そちらのタイトルで検索したんで、なかなか見つからずに困りました。

例年、お正月最初の作品は「ニコニコ大会」と銘打って、喜劇を見ることにしています。

今年はロイドの本作を選びました。

ロイドの喜劇は都会を舞台にした、比較的しゃれた感覚のものが多いと思っていたのですが、本作は西部劇風です。

保安官一家の三兄弟。

男らしさを絵にかいたような保安官一家の中にあって、頼りない末弟を演ずるのがハロルド・ロイド。

父親のジムは町の保安官であり、信望を集める有力者でもあります。

街ではダム建設お話が持ち上がっており、その資金の一部を町民が寄付して、政府に建設の陳情をする会議が行われています。

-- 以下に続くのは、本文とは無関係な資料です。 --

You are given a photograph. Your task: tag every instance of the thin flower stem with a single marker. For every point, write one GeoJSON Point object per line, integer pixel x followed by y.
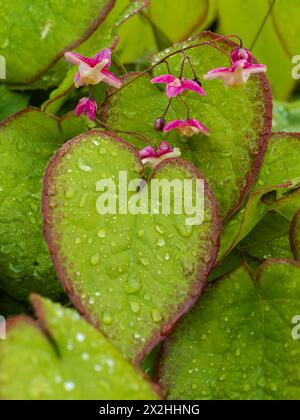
{"type": "Point", "coordinates": [168, 107]}
{"type": "Point", "coordinates": [261, 28]}
{"type": "Point", "coordinates": [182, 65]}
{"type": "Point", "coordinates": [192, 67]}
{"type": "Point", "coordinates": [186, 107]}
{"type": "Point", "coordinates": [168, 67]}
{"type": "Point", "coordinates": [163, 60]}
{"type": "Point", "coordinates": [129, 133]}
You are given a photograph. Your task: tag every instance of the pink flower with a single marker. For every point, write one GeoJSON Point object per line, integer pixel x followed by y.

さすがアメリカです、公的な事業に対しても、自分たちで資金を出し合って建設を陳情するなんていうところは。

日本のように「お願いお願い」だけではないのですね。

変なところに感心してしまいました。

さて、その資金を預けられるのが、前述の保安官ジム氏。

そんな状況の町へやって来たのが「医学ショー」の一座。

「医学ショー」というのは、様々なショーを見せて、そのついでに医薬品などを販売するという、まあ、蝦蟇の油みたいなもんなんだそうです。

売ってる薬ってのが、内服薬としても、塗り薬としても、また、家具の艶出しにも使えるというなんとも胡散臭いもの。

一座の面々も紅一点のジョビナ・ラルストン意外はやはり胡散臭い面々。

映画の前半は、ロイドの失敗が繰り広げられます。

父親の保安官バッジをつけて遊んでいるところを、医学ショーの一座に声を掛けられ、上演許可を出してしまったり、父親に叱られて、そのショーの中止を求めに行き、かえって火事を出してしまうなど、可愛そうになるくらいの失敗ぶりです。

父親も二人の兄も、軟弱者のロイドにつらく当たります。

彼らが、少々悪役じみて見えるのは、後半のロイドの活躍の効果を薄れさせてしまい残念。

中盤にはジョビナ・ラルストンとのロマンスを挟みます。

この作品で一番の見どころは、ロイドが、木に登ってジョビナを見送るシーン。

キャメラがロイドの視点をとらえ、木に登るにしたがって視界が開ける辺りは、視覚の娯楽である映画らしいシーンではないでしょうか。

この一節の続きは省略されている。